> There is a table that one stores the step rate
> for the drive. You need to alter the value for
> slower drives, like your 8 inch.
OIC.
Are there any drives that don't require such a modification of the stepper
table? I'm not sure what drives I'm using. They're mounted in an
enclosure and I'm too lazy to dismount them to check.
Let me play Mr. Spock for a minute:
There is a step-rate mismatch. You can change the step rate value
in software, or you can change to a drive that is compatible with
the current step rate value.
You do not want to change the step rate value, yet you do not want
to open the enclosure, but indicate a desire to change to a
different brand of floppy disk drive.
That, sir, is illogical.
PS: Step rate is in the datasheet for the drive and determined by
the manufacturer. Persci's were rilly fast, 2-3mS I think, but
those are not ordinary interfaces. One of the later, cheaper,
all-plastic drives were faster than the sluggish, expensive but
reliable Shugarts. That's the forest you're wandering around in.
It'll be vastly easier to poke a new value in.
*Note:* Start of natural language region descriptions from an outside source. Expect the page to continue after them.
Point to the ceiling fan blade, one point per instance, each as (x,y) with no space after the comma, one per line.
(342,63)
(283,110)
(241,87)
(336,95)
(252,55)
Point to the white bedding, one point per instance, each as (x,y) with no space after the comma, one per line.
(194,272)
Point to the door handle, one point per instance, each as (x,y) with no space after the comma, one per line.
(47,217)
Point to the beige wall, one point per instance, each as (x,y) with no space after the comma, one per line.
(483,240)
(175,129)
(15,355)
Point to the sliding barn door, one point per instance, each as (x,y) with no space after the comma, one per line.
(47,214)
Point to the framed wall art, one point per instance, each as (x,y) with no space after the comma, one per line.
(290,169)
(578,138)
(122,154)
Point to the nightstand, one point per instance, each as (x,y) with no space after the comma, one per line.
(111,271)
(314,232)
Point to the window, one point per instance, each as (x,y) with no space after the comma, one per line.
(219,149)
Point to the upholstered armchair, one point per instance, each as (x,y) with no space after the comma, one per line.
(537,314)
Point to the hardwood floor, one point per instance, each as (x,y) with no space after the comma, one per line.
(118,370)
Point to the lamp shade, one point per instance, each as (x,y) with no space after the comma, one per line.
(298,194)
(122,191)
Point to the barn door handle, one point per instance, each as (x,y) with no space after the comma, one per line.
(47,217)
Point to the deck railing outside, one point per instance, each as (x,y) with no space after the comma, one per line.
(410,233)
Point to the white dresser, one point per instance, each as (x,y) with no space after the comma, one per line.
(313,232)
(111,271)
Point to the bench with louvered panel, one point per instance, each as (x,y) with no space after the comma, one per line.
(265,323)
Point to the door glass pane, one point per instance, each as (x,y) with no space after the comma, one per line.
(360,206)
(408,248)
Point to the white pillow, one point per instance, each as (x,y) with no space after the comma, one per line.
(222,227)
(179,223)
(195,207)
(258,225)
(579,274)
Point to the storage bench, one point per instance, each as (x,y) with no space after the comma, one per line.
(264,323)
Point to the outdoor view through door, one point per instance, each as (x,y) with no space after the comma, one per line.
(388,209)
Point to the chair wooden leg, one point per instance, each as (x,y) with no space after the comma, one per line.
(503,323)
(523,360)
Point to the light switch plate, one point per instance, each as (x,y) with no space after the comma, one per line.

WAIT!!! Get a vintage IBM PC tech ref. Look in the listings,
around the start of the INT 13h area. There's a little table in
the code that gets copied to lower RAM at boot time. WAIT!!!
There's I think a chart in the RAM MEMORY MAP area that tells you
where the 765 floppy table o'gunk was stored, 10:xxxx or 40:xxxx
or something.
WAIT!! Iff that table is still used -- which it might very well
be since it's one-time config data -- you could run DEBUG, poke a
new value into it and be done with it. You'll have to do that
every time you boot.
If it's currently 07h, or something, make it 20h, or something.
Double what's there. Good Enough (tm).